Pictured here in his South Melbourne strip, handballing the Sherrin to the legendary South full-forward Bob Pratt and the equally legendary Laurie Nash alongside by the pickets is Parade’s very own Peter Bedford (1964), the League’s Brownlow Medallist of 50 years ago.
Peter, who was recently inducted to the Old Paradians’ Association Hall of Fame, and whose name graces the newly-built sporing facility at Parade College’s Bundoora Campus, recently recalled this moment at the old Lakeside Oval - home to him through his 178-game in nine seasons – five of them club best and fairest seasons - for the mighty Bloods.
“This was a press photograph and I reckon it was taken in the early 70s,” Peter said recently.
“The thought behind those who organised the photo was to get the two great legends back to the Lake Oval where they forged such great histories . . . and I was fortunate enough be part of it.”
Harold Robert (‘Bob’) Pratt represented South in 158 games (including the 1933 Grand Final triumph) from 1930-’39 and beyond the war in ’46. In ’34 he famously booted 150 goals in a season – a record equalled by Hawthorn’s Peter Hudson in 1971, but never broken.
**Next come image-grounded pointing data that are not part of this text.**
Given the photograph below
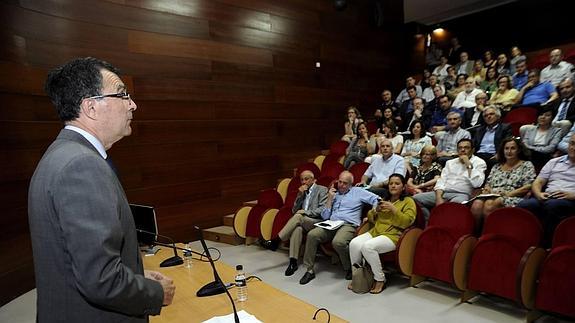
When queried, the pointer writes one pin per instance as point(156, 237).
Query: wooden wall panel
point(148, 43)
point(228, 98)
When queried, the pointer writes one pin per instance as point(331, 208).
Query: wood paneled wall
point(229, 99)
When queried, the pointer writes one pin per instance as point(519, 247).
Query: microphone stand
point(172, 261)
point(217, 286)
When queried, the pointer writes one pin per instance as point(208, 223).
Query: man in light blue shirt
point(554, 192)
point(381, 167)
point(344, 203)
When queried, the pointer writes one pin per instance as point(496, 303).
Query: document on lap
point(330, 224)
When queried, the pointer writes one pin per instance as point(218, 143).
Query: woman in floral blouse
point(511, 179)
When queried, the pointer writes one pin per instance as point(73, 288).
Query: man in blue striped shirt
point(344, 202)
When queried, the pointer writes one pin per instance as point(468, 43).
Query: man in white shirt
point(466, 99)
point(558, 69)
point(458, 179)
point(381, 167)
point(307, 208)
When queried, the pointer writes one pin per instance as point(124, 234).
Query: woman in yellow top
point(388, 220)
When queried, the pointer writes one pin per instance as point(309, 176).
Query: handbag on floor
point(361, 279)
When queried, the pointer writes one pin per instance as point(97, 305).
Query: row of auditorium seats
point(505, 260)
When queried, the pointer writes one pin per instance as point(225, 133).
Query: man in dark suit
point(86, 256)
point(564, 109)
point(473, 116)
point(488, 137)
point(309, 203)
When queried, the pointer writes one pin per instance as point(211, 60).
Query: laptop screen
point(145, 219)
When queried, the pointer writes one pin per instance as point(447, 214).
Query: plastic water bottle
point(188, 256)
point(241, 284)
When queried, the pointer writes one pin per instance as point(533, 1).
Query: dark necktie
point(112, 166)
point(563, 109)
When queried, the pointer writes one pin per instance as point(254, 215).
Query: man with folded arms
point(458, 179)
point(309, 203)
point(554, 192)
point(344, 203)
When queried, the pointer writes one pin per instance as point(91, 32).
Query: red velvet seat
point(267, 199)
point(442, 250)
point(507, 235)
point(357, 170)
point(556, 284)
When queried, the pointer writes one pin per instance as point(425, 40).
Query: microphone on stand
point(217, 286)
point(172, 261)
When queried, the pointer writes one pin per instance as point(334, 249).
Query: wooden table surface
point(267, 303)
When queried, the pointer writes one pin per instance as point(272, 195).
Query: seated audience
point(403, 95)
point(417, 114)
point(503, 66)
point(541, 140)
point(535, 92)
point(441, 69)
point(488, 137)
point(426, 174)
point(564, 109)
point(439, 117)
point(350, 126)
point(458, 87)
point(428, 92)
point(344, 202)
point(521, 74)
point(489, 85)
point(382, 165)
point(387, 101)
point(466, 98)
point(558, 69)
point(504, 97)
point(465, 66)
point(511, 178)
point(516, 57)
point(387, 222)
point(488, 59)
point(447, 143)
point(554, 192)
point(307, 208)
point(473, 117)
point(406, 108)
point(359, 147)
point(458, 179)
point(412, 146)
point(563, 145)
point(478, 72)
point(449, 81)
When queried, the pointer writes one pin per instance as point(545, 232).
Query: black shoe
point(291, 269)
point(307, 278)
point(270, 244)
point(348, 275)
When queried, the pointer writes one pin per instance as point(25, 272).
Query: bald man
point(345, 203)
point(307, 208)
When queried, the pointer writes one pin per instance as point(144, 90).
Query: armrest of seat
point(363, 228)
point(406, 250)
point(460, 257)
point(527, 275)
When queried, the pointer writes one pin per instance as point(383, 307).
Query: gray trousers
point(294, 229)
point(339, 238)
point(427, 200)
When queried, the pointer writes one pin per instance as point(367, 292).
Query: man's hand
point(166, 282)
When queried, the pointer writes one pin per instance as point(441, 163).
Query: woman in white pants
point(387, 220)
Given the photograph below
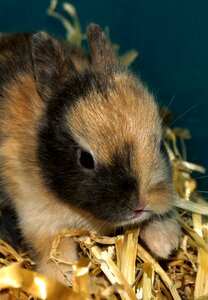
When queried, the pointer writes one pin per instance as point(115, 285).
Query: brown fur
point(129, 116)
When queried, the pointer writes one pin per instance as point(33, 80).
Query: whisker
point(203, 192)
point(200, 177)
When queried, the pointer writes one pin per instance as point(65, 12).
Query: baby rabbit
point(80, 146)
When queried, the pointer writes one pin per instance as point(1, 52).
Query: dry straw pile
point(119, 267)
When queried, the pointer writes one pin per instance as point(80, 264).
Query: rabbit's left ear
point(51, 63)
point(101, 51)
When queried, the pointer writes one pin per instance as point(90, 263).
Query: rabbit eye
point(86, 160)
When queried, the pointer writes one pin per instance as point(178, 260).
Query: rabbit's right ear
point(52, 66)
point(101, 51)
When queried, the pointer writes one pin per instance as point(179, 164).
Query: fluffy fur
point(54, 103)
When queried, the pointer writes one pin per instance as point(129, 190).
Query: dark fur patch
point(102, 191)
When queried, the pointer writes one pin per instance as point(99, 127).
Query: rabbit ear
point(52, 66)
point(101, 51)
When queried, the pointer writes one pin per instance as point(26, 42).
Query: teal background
point(170, 36)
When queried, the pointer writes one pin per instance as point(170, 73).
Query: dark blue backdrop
point(172, 40)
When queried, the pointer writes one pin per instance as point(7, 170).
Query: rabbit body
point(80, 146)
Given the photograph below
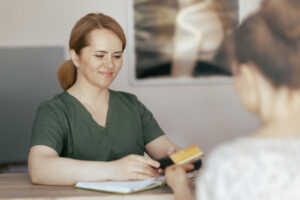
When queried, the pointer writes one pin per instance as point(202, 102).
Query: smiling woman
point(89, 132)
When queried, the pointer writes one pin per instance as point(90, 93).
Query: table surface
point(19, 186)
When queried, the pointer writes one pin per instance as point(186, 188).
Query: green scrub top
point(65, 125)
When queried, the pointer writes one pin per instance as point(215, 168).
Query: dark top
point(65, 125)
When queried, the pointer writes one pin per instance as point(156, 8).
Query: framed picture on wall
point(180, 41)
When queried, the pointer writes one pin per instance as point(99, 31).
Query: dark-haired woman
point(89, 132)
point(266, 164)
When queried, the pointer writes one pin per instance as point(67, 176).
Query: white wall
point(201, 114)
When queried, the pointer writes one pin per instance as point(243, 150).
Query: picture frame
point(165, 50)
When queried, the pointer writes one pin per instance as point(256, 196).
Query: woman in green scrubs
point(89, 132)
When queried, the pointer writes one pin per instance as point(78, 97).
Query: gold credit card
point(186, 155)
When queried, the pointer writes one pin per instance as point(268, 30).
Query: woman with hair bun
point(89, 132)
point(266, 164)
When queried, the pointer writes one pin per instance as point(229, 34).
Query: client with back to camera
point(266, 164)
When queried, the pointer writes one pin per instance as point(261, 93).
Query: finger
point(171, 168)
point(171, 150)
point(148, 161)
point(187, 167)
point(146, 170)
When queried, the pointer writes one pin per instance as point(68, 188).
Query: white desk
point(19, 186)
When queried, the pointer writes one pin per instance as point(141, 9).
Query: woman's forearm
point(66, 171)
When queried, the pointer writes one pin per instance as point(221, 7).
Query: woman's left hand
point(176, 176)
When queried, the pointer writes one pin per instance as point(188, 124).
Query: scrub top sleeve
point(48, 127)
point(151, 129)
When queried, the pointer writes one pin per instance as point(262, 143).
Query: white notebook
point(123, 187)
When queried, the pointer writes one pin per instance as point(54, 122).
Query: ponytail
point(67, 74)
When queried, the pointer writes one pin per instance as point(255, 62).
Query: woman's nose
point(110, 62)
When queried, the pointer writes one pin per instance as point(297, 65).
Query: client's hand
point(134, 167)
point(176, 176)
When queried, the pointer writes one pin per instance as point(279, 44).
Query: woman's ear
point(246, 82)
point(74, 58)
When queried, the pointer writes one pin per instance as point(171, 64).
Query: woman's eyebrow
point(102, 51)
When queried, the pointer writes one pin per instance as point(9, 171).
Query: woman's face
point(100, 61)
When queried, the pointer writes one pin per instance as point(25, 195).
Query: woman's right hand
point(134, 167)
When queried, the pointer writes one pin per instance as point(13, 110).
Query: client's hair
point(271, 40)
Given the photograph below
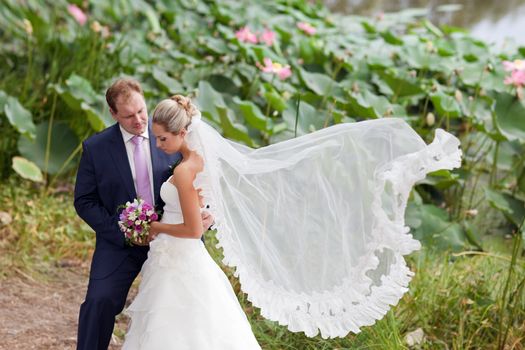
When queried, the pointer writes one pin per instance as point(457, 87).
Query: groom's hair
point(122, 87)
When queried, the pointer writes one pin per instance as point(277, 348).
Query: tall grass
point(44, 230)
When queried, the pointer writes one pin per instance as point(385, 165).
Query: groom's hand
point(154, 230)
point(207, 220)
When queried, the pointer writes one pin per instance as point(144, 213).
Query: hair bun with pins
point(185, 103)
Laurence John (‘Laurie’) Nash was also a member of South’s 1933 premiership team, its captain in ’37 and leading goalkicker in that year and again in ’45. As with Peter, Laurie also excelled in cricket, as a paceman and hard-hitting lower order batsman who represented Australia in two Tests.
Though Bob and Laurie chased the leather well before Peter’s time, the latter holds fond memories of the pair of them – particularly Laurie who together with another former South great Ron Clegg were positive influences on Peter when he first joined the club from nearby Port Melbourne.
And it was Laurie with whom Peter would often share a convivial ale at the nearby Cricket Club Hotel (mine host the late Brian ‘The Whale’ Roberts) on Clarendon Street.
“It was a great meeting place for sportsmen of all sorts, from ‘Nashy’ through to Sid Patterson the great bike rider and ‘Soapy’ Vallence the great Carlton full-forward,” Peter said.
“The famous story with ‘Nashy’ of course was that when they asked him who was the best footballer he’d ever seen he’d reply ‘I see him every morning when I shave’."
Peter recalled a funny aside to this photograph, which related to when it was first presented as a framed auction item at a South Melbourne Football Club function in the city.
“A particular person came up to me, not obviously having a great knowledge of history, to ask me who the two old timekeepers in the photo were," Peter said.
“I had to tell him that those two old timekeepers were two of our greatest players.”